The Clark County Council has unanimously approved a recommendation to deny a proposal from a Ridgefield-based mining company to redesignate a private residential road in rural Washougal as a public thoroughfare, delivering another blow to the company’s long-standing hopes of resuming mining activity in the area.
“It wasn’t surprising,” Nathan Baker, an attorney for the Friends of the Columbia Gorge (FCG) nonprofit organization, said about the decision, which the Council made during its meeting on July 16. “It was really the only potential outcome. The Council definitely made the right decision here. We referred to this (proposal) as a Trojan horse loaded with problems.”
Ridgefield resident Judith Zimmerly, the owner of the sand and gravel operation known as the Washougal Pit, filed a proposal with the County in 2021 to dedicate Southeast 356th Avenue as a public mining-haul road in an effort to resume mining operations at the Pit, which was illegally mined by the Vancouver-based Nutter Corporation from late summer 2017 until the summer of 2020.

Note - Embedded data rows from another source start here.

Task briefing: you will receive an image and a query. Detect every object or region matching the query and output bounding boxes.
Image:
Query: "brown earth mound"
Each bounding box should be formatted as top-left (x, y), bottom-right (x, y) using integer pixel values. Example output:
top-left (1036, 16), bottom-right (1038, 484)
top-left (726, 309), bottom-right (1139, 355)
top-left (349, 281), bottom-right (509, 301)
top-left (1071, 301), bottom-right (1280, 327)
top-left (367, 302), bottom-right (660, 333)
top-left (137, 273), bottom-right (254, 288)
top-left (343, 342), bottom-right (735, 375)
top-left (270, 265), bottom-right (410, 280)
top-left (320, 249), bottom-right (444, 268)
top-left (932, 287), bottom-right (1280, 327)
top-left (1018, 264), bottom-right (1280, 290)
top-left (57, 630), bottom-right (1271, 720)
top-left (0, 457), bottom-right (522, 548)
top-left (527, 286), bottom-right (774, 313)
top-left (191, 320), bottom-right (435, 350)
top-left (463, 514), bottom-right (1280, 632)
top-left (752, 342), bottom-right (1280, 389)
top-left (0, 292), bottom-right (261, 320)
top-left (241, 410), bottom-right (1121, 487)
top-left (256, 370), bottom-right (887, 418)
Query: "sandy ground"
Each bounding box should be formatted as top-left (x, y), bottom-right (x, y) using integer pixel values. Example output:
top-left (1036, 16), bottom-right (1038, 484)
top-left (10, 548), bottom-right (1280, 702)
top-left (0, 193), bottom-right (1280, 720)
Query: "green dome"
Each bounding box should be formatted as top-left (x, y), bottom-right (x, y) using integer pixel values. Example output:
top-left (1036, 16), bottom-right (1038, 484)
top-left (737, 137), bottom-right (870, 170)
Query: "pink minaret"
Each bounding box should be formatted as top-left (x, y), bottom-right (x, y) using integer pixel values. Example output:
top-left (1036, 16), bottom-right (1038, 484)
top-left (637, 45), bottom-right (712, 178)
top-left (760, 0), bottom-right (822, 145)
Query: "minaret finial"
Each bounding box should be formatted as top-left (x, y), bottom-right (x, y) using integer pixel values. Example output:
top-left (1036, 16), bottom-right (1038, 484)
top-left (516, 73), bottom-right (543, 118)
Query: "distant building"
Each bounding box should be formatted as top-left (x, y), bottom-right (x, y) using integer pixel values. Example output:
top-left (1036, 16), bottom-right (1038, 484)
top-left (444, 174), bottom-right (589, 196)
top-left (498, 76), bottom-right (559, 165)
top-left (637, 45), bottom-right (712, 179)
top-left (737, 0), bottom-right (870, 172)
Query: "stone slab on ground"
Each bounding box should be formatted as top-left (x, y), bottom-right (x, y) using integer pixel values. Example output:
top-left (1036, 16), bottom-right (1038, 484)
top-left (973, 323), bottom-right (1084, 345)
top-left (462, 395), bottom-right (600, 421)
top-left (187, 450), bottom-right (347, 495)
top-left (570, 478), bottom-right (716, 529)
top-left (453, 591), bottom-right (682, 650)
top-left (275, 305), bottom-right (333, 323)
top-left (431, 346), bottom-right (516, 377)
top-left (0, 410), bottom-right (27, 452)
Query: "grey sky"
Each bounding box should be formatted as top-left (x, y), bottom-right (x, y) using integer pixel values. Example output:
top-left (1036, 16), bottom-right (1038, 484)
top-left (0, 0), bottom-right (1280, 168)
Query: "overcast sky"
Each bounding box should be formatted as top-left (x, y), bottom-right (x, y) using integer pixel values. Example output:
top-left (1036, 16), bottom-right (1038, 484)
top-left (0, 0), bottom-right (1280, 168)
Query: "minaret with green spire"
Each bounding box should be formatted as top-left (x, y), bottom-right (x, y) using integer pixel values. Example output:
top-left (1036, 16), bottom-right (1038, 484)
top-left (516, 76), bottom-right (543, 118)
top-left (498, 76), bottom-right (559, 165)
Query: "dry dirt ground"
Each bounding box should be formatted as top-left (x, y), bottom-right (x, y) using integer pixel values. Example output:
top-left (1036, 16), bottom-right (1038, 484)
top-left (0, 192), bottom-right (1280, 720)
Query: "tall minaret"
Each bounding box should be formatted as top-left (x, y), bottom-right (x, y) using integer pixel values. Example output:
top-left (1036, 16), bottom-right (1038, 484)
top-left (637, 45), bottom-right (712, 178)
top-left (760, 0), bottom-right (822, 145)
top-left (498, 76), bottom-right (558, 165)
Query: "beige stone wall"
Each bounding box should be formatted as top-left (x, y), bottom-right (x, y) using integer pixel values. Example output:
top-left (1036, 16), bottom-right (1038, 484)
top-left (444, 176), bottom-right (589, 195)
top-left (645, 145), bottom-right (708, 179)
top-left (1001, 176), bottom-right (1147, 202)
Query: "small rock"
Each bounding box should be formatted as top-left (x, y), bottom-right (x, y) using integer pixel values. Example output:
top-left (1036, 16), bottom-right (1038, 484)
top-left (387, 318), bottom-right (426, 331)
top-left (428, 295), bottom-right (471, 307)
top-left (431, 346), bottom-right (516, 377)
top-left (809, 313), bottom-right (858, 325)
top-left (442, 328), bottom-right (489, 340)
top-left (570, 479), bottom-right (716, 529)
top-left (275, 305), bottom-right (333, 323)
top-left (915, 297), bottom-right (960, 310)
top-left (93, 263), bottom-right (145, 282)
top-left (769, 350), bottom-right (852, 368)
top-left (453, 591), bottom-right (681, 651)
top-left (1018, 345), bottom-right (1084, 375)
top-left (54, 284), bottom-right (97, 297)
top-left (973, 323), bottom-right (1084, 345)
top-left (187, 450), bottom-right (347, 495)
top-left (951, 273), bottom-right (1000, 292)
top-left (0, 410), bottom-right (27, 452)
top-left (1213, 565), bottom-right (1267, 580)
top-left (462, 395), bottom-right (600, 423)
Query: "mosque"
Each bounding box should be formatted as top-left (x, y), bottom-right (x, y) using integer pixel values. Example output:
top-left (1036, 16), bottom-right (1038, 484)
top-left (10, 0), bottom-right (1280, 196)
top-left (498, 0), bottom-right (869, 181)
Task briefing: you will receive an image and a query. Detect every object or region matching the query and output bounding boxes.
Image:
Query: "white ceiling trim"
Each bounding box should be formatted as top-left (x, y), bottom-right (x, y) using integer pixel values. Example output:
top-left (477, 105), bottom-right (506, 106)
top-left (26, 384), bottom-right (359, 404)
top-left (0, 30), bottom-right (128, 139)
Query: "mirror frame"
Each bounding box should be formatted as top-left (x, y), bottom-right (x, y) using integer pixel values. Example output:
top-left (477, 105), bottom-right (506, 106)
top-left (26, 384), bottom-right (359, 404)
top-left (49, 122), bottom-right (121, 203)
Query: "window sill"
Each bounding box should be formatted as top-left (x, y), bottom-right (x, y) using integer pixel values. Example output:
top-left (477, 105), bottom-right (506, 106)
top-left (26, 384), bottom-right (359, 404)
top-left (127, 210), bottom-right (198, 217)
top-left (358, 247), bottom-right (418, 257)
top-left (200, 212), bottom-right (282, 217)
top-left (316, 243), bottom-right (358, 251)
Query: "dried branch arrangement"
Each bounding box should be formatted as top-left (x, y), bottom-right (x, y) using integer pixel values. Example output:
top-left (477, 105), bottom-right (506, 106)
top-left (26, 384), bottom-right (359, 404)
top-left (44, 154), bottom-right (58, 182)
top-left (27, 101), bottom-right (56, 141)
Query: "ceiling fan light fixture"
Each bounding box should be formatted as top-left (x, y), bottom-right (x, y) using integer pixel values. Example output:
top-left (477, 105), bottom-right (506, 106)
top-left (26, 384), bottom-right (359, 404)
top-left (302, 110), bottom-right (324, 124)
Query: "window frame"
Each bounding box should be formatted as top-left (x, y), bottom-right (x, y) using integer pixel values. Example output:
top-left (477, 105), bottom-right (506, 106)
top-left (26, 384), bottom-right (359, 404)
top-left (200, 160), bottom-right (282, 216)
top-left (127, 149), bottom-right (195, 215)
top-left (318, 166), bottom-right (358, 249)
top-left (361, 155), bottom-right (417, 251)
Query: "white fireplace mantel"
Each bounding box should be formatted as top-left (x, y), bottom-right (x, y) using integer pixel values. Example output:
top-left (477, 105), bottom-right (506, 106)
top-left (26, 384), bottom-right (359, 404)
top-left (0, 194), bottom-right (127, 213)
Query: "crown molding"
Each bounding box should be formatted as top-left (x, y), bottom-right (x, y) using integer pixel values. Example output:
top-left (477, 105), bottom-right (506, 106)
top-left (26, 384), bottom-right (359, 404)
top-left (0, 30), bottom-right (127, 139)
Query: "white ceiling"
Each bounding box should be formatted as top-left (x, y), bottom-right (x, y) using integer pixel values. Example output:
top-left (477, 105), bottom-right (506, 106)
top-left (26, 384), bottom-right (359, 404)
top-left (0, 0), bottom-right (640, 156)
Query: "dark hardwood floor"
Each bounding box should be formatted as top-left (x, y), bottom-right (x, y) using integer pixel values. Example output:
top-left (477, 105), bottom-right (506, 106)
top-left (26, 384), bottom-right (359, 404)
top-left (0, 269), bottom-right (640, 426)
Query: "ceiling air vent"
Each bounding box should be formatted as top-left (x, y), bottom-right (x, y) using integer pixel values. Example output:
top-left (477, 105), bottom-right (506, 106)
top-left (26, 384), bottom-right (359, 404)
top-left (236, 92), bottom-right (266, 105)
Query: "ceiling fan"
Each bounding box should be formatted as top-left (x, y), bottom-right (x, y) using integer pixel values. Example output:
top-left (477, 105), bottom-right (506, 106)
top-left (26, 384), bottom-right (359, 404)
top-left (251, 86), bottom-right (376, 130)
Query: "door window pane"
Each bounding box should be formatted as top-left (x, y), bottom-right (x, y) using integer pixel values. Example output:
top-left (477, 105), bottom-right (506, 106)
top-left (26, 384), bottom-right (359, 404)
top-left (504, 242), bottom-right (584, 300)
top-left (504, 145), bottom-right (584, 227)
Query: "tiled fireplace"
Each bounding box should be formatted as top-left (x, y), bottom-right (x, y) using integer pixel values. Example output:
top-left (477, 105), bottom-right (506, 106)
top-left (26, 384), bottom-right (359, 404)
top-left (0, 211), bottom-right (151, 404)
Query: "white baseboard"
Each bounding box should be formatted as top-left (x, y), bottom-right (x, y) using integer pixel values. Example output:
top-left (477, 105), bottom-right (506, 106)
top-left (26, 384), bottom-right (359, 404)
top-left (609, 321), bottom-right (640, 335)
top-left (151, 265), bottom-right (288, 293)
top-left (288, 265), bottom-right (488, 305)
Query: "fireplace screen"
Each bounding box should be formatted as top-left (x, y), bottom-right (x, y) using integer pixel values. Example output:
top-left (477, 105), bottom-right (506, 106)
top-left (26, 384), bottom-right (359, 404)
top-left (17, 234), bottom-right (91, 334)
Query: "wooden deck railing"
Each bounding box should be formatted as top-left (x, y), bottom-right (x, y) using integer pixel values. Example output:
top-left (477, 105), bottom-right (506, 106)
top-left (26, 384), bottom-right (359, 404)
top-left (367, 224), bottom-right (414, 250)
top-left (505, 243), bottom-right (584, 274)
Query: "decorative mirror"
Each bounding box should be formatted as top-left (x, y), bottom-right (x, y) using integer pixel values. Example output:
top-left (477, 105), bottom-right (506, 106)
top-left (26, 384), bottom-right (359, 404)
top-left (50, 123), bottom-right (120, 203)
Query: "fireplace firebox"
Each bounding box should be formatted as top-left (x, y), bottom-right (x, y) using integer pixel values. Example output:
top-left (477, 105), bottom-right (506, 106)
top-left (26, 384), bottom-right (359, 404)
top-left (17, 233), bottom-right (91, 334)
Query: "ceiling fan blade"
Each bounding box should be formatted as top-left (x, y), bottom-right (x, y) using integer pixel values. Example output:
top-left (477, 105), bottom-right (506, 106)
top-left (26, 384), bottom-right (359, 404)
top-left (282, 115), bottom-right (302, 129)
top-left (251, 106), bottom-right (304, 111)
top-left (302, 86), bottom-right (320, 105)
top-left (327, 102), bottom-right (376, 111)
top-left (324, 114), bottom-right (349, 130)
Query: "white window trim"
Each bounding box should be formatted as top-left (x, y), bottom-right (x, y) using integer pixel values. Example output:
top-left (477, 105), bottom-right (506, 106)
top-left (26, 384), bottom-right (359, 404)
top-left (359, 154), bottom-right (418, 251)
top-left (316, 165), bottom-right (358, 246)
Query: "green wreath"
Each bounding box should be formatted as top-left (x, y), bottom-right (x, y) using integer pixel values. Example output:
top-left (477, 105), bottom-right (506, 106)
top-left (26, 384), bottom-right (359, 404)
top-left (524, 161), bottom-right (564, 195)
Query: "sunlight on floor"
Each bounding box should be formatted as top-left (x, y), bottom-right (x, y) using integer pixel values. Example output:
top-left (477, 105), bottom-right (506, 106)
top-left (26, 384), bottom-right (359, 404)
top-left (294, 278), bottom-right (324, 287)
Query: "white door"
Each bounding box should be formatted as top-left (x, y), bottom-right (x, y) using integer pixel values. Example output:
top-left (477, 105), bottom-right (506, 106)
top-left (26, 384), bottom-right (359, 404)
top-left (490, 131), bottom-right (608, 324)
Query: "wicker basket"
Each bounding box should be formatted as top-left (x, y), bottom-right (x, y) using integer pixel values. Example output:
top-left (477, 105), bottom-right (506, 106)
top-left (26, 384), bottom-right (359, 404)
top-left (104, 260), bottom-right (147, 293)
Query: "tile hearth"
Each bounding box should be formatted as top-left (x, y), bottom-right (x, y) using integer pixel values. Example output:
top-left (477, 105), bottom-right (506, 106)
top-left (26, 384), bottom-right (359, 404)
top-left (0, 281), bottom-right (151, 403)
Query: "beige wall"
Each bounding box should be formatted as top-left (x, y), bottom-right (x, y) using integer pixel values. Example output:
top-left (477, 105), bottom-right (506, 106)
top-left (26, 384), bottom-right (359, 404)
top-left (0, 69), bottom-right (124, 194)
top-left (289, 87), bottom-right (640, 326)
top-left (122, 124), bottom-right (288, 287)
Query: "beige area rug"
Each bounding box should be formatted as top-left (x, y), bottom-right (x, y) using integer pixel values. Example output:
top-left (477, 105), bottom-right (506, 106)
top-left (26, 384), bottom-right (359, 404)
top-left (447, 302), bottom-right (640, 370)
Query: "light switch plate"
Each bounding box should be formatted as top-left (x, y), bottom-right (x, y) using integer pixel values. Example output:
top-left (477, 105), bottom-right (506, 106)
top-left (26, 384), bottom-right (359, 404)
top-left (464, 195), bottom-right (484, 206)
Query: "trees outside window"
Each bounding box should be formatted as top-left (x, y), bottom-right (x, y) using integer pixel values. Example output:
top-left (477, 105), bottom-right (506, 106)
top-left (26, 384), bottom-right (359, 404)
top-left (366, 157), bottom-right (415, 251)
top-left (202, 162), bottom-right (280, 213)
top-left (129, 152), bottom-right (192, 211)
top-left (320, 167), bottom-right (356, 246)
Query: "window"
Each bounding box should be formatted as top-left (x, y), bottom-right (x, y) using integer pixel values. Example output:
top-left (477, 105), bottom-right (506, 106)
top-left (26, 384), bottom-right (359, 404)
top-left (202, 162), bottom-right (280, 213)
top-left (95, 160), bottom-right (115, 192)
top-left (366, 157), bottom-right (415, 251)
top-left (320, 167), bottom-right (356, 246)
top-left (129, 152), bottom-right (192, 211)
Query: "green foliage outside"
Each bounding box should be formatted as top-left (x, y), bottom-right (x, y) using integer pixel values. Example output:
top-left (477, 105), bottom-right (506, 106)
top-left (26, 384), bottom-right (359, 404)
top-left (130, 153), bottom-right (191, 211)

The paved, private road is east of the Washougal city boundary; runs northerly approximately 2,200 feet from Southeast Evergreen Highway; is part of or adjacent to 15 separate parcels, including the Washougal Pit; and provides access for eight residential homes.
“If Zimmerly didn’t want to mine, they would have withdrawn that (road redesignation) application,” Baker said. “The fact that they proceeded with it and took up everyone’s time and energy, I think, is an indication that they are not giving up.”